Early in 2020, local reports and the Division of Substance Abuse and Mental Health in Utah could not accurately say how many overdoses the state would have by the end of that year. However, a combination of heroin and prescription drug overdoses would likely place the number of overdose deaths similar to 2019. However, alcohol and other drugs contributed to the problems the state experienced during the pandemic. Many hospitals in the state reported increases in people coming to emergency for alcohol poisoning.
In addition, fentanyl continues to be a problem in the state. Despite overdose deaths holding steady, the percentage of those connected to fentanyl in 2020 increased significantly. In 2019, fentanyl accounted for 11% of deaths, and this jumped to 23% in 2020. Experts report that fentanyl-related deaths are in combination with another substance. The state managed to stop most local production of methamphetamine, but it is being brought in from other states. In addition, the COVID-19 pandemic made it more difficult for many Utah residents to get the help they need.

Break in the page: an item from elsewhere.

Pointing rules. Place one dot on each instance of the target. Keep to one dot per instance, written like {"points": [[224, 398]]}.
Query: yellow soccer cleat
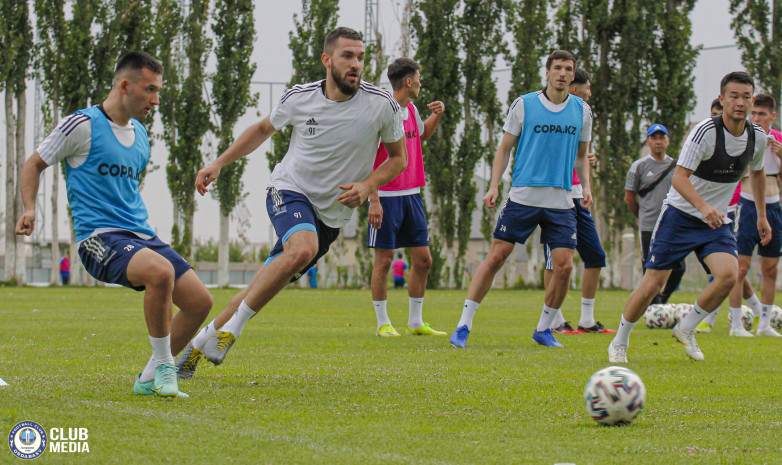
{"points": [[425, 330], [387, 331]]}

The pandemic changed the way that many people got sober, and it impacted those in recovery. People began to misuse drugs and alcohol to cope with stress, job loss, financial worry, and the stress of the pandemic. Unfortunately, opioids continued to be a significant issue within the state. According to the CDC, in Utah, from November 2019 to 2020, the state saw a 7.5% increase in drug overdose-related deaths. Before the pandemic, overdose numbers had stabilized. Unfortunately, the COVID-19 complications increased the severity of the opioid crisis.
Utah Was Making Headway Against Opioids Before the Pandemic
The number of opioid-related deaths in the state began to decline before the pandemic over on a five-year trend. The state ranked in the top ten in the nation for overdose deaths over the past ten years. Utah opioid deaths outpaced deaths due to firearms falls and motor vehicle crashes. The state averages 20.3 opioid deaths per 100,000 population. The largest numbers occur in Carbon, Emery, Duchesne, Juab, Weber, Salt Lake, and Tooele Counties. In 2018, there were 437 drug overdose deaths involving opioids.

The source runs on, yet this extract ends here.